La empresa británica Guestscan ofrece el primer servicio europeo de lista negra de clientes de alojamientos hoteleros para que los empresarios del sector (del que proceden precisamente los dueños de la compañía) puedan rechazar sus reservas y, así, evitar daños en sus instalaciones y propiedades.

La compañía, domiciliada en la localidad británica de Bristol, surgió hace cuatro años, inspirada por las propias experiencias negativas de sus fundadores como propietarios de un hotel.

“Decidimos crear un sistema que protegiera a todos los propietarios de establecimientos hoteleros”, explica Neil Campbell, directora de Guestscan, a Europa Press.

Tras un largo periodo de preparación del proyecto para cumplir con toda la normativa británica y europea de protección de datos, Guestscan empezó a funcionar, ofreciendo a propietarios de casas rurales, caravanas, bed&breakfast, hoteles e incluso cruceros diversos servicios.

CLIENTES INDESEABLES.

El principal es una base de datos que los asociados a Guestscan pueden consultar para saber si los clientes que solicitan una reserva han tenido problemas en otros establecimientos con anterioridad.

Campbell explica que para ello los asociados deben incluir en sus condiciones de reserva unas cláusulas adicionales, informando a sus potenciales clientes de que si causan daños o costes económicos en el alojamiento sus datos serán incluidos en la base de datos durante un tiempo de entre dos y cuatro años, en función del problema que hayan provocado.

Una vez se encuentran con un cliente indeseable, las empresas disponen de un formulario “inequívoco” donde detallar la causa de su denuncia, que puede ser de varios tipos: por irse sin pagar, por daño a la propiedad, por comportamientos abusivos hacia el personal o hacia otros clientes, por ruido excesivo, por un número de personas superior al permitido en la habitación, por robo, por fraude e incluso por amenazas y chantaje en forma de malas críticas en Internet para conseguir mejores precios o condiciones.

De hecho, la mayor parte de las denuncias por el momento se deben a ruido, gente que abusa del alcohol o que fuma en las habitaciones, o destrozos de diferente calibre. Sin embargo, también se dan casos de gente que roba elementos de la habitación (como las televisiones) o rompe los detectores de incendio, o incluso que aparca su moto dentro de la estancia, dejando marcas de grasa y huellas por el suelo y las alfombras.

POR UNA LIBRA AL AÑO    

Para acceder a esta lista negra, las compañías asociadas a Guestscan disponen de dos vías. Por una parte, los negocios pequeños pueden consultar de forma manual y gratuita la información sobre un cliente concreto, para saber si ha habido informes negativos sobre él.

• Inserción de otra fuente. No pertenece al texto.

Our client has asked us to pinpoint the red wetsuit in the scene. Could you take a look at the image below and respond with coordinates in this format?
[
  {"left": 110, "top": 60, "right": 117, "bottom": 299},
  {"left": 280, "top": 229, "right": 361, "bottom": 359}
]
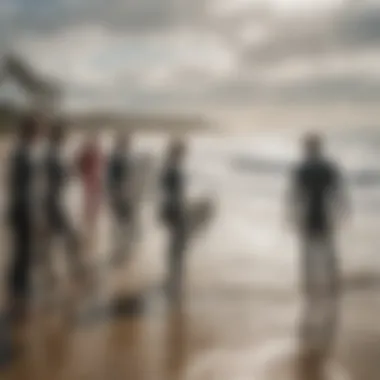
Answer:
[{"left": 79, "top": 144, "right": 103, "bottom": 224}]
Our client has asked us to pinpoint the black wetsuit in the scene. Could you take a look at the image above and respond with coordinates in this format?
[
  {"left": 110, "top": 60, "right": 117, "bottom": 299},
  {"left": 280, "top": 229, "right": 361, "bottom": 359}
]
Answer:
[
  {"left": 45, "top": 146, "right": 82, "bottom": 272},
  {"left": 8, "top": 145, "right": 36, "bottom": 298},
  {"left": 161, "top": 165, "right": 187, "bottom": 296},
  {"left": 108, "top": 153, "right": 132, "bottom": 221},
  {"left": 45, "top": 147, "right": 69, "bottom": 233},
  {"left": 294, "top": 159, "right": 341, "bottom": 293}
]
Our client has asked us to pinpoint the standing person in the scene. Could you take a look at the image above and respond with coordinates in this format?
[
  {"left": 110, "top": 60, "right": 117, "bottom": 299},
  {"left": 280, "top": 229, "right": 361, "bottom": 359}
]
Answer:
[
  {"left": 44, "top": 121, "right": 81, "bottom": 292},
  {"left": 290, "top": 134, "right": 348, "bottom": 378},
  {"left": 78, "top": 134, "right": 103, "bottom": 245},
  {"left": 161, "top": 140, "right": 187, "bottom": 298},
  {"left": 107, "top": 135, "right": 134, "bottom": 263},
  {"left": 7, "top": 116, "right": 39, "bottom": 317}
]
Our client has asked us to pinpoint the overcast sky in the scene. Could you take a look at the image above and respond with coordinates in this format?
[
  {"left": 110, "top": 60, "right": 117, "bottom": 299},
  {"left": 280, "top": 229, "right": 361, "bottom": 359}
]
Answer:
[{"left": 0, "top": 0, "right": 380, "bottom": 108}]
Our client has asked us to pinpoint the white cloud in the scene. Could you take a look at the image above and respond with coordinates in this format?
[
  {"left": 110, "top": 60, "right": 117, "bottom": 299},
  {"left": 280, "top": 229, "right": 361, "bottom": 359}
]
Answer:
[{"left": 0, "top": 0, "right": 380, "bottom": 111}]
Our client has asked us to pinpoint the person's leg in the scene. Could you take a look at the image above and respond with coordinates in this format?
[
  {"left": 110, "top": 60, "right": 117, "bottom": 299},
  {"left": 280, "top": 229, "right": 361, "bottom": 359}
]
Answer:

Por su parte, las empresas más grandes pueden conectar su sistema de reservas con la base de datos, de modo que cada petición de habitación se compruebe automáticamente. Por ello deben pagar aproximadamente una libra esterlina semanal por cada habitación o propiedad. Guestscan ofrece además cobertura de seguros y soporte técnico para las reservas.

En ningún caso se aportan detalles concretos sobre cuándo o dónde se produjeron los incidentes ni qué fue lo que motivó la ‘denuncia’, aunque sí se señalan los casos en que haya múltiples casos. Además, antes de incorporar la queja al sistema el equipo de Guestscan comprueba la denuncia y, en cualquier momento, los ciudadanos pueden consultar la información que exista sobre ellos y ejercer su derecho a rectificación.

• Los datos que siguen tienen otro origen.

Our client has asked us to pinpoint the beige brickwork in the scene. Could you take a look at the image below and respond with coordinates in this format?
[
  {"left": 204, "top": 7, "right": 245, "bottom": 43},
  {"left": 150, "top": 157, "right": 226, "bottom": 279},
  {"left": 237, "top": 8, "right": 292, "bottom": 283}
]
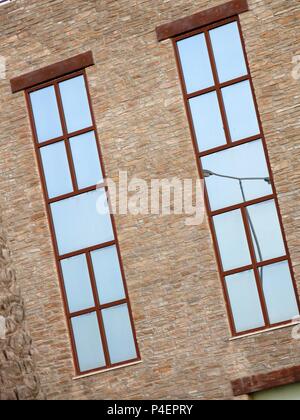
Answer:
[{"left": 0, "top": 0, "right": 300, "bottom": 399}]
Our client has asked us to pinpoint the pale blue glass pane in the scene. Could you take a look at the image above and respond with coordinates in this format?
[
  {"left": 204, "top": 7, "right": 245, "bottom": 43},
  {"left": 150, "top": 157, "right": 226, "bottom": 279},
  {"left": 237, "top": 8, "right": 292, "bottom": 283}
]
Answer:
[
  {"left": 226, "top": 270, "right": 265, "bottom": 333},
  {"left": 70, "top": 131, "right": 103, "bottom": 188},
  {"left": 210, "top": 22, "right": 248, "bottom": 83},
  {"left": 91, "top": 246, "right": 125, "bottom": 304},
  {"left": 102, "top": 305, "right": 137, "bottom": 363},
  {"left": 189, "top": 92, "right": 226, "bottom": 151},
  {"left": 59, "top": 76, "right": 93, "bottom": 133},
  {"left": 177, "top": 34, "right": 214, "bottom": 93},
  {"left": 30, "top": 86, "right": 63, "bottom": 143},
  {"left": 51, "top": 189, "right": 114, "bottom": 255},
  {"left": 262, "top": 262, "right": 299, "bottom": 324},
  {"left": 222, "top": 81, "right": 260, "bottom": 141},
  {"left": 61, "top": 254, "right": 95, "bottom": 312},
  {"left": 213, "top": 210, "right": 251, "bottom": 271},
  {"left": 248, "top": 200, "right": 286, "bottom": 261},
  {"left": 201, "top": 140, "right": 272, "bottom": 211},
  {"left": 72, "top": 312, "right": 105, "bottom": 372},
  {"left": 40, "top": 142, "right": 73, "bottom": 198}
]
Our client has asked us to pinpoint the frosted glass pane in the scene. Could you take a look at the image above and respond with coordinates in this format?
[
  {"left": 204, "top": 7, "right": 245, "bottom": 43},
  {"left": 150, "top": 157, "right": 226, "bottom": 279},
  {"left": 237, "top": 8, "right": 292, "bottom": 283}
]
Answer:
[
  {"left": 177, "top": 34, "right": 214, "bottom": 93},
  {"left": 72, "top": 312, "right": 105, "bottom": 372},
  {"left": 59, "top": 76, "right": 93, "bottom": 133},
  {"left": 210, "top": 22, "right": 248, "bottom": 83},
  {"left": 189, "top": 92, "right": 226, "bottom": 151},
  {"left": 213, "top": 210, "right": 251, "bottom": 271},
  {"left": 70, "top": 131, "right": 103, "bottom": 189},
  {"left": 40, "top": 142, "right": 73, "bottom": 198},
  {"left": 226, "top": 270, "right": 265, "bottom": 333},
  {"left": 91, "top": 246, "right": 125, "bottom": 304},
  {"left": 222, "top": 81, "right": 260, "bottom": 141},
  {"left": 30, "top": 86, "right": 63, "bottom": 143},
  {"left": 51, "top": 189, "right": 114, "bottom": 255},
  {"left": 61, "top": 255, "right": 95, "bottom": 312},
  {"left": 102, "top": 305, "right": 137, "bottom": 363},
  {"left": 248, "top": 200, "right": 286, "bottom": 261},
  {"left": 262, "top": 262, "right": 299, "bottom": 324},
  {"left": 201, "top": 140, "right": 272, "bottom": 211}
]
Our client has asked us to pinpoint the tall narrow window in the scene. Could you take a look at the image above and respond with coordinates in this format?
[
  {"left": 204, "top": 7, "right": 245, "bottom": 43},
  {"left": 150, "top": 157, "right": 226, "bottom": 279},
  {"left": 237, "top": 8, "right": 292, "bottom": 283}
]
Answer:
[
  {"left": 26, "top": 70, "right": 140, "bottom": 374},
  {"left": 173, "top": 17, "right": 299, "bottom": 336}
]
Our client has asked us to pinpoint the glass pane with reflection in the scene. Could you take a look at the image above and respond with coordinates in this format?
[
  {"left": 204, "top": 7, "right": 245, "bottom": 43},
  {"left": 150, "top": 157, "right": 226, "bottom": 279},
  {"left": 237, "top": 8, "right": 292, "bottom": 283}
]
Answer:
[
  {"left": 213, "top": 210, "right": 251, "bottom": 271},
  {"left": 247, "top": 200, "right": 286, "bottom": 262},
  {"left": 91, "top": 246, "right": 125, "bottom": 305},
  {"left": 209, "top": 22, "right": 248, "bottom": 83},
  {"left": 189, "top": 92, "right": 226, "bottom": 152},
  {"left": 51, "top": 188, "right": 114, "bottom": 255},
  {"left": 59, "top": 76, "right": 93, "bottom": 133},
  {"left": 61, "top": 254, "right": 95, "bottom": 312},
  {"left": 201, "top": 140, "right": 272, "bottom": 211},
  {"left": 261, "top": 261, "right": 299, "bottom": 324},
  {"left": 70, "top": 131, "right": 103, "bottom": 189},
  {"left": 40, "top": 141, "right": 73, "bottom": 198},
  {"left": 30, "top": 86, "right": 63, "bottom": 143},
  {"left": 222, "top": 81, "right": 260, "bottom": 141},
  {"left": 102, "top": 304, "right": 137, "bottom": 363},
  {"left": 225, "top": 270, "right": 265, "bottom": 333},
  {"left": 72, "top": 312, "right": 106, "bottom": 372},
  {"left": 177, "top": 34, "right": 214, "bottom": 94}
]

DE REINO UNIDO A TODA EUROPA

Neil Campbell explica que actualmente el número de empresas asociadas está “creciendo exponencialmente”, aunque declina dar datos concretos sobre el volumen de clientes que tienen o el número de registros en su lista negra.

Sin embargo, sí confirma que, aunque comenzaron su implantación en Reino Unido, actualmente ya cuentan con asociados  de toda la Unión Europea. “También recibimos solicitudes de fuera, pero nos han aconsejado rechazarlas porque suministra información fuera de la UE supondría quebrantar la legislación de protección de datos”, precisa.

En cualquier caso, en su estrategia de crecimiento buscan socios en otros países comunitarios, y están en conversaciones para asociarse con un operador que posee más de un millón de propiedades en todo el continente. Por el momento no se dirigen a otro tipo de negocios como los que permiten webs como Airbnb.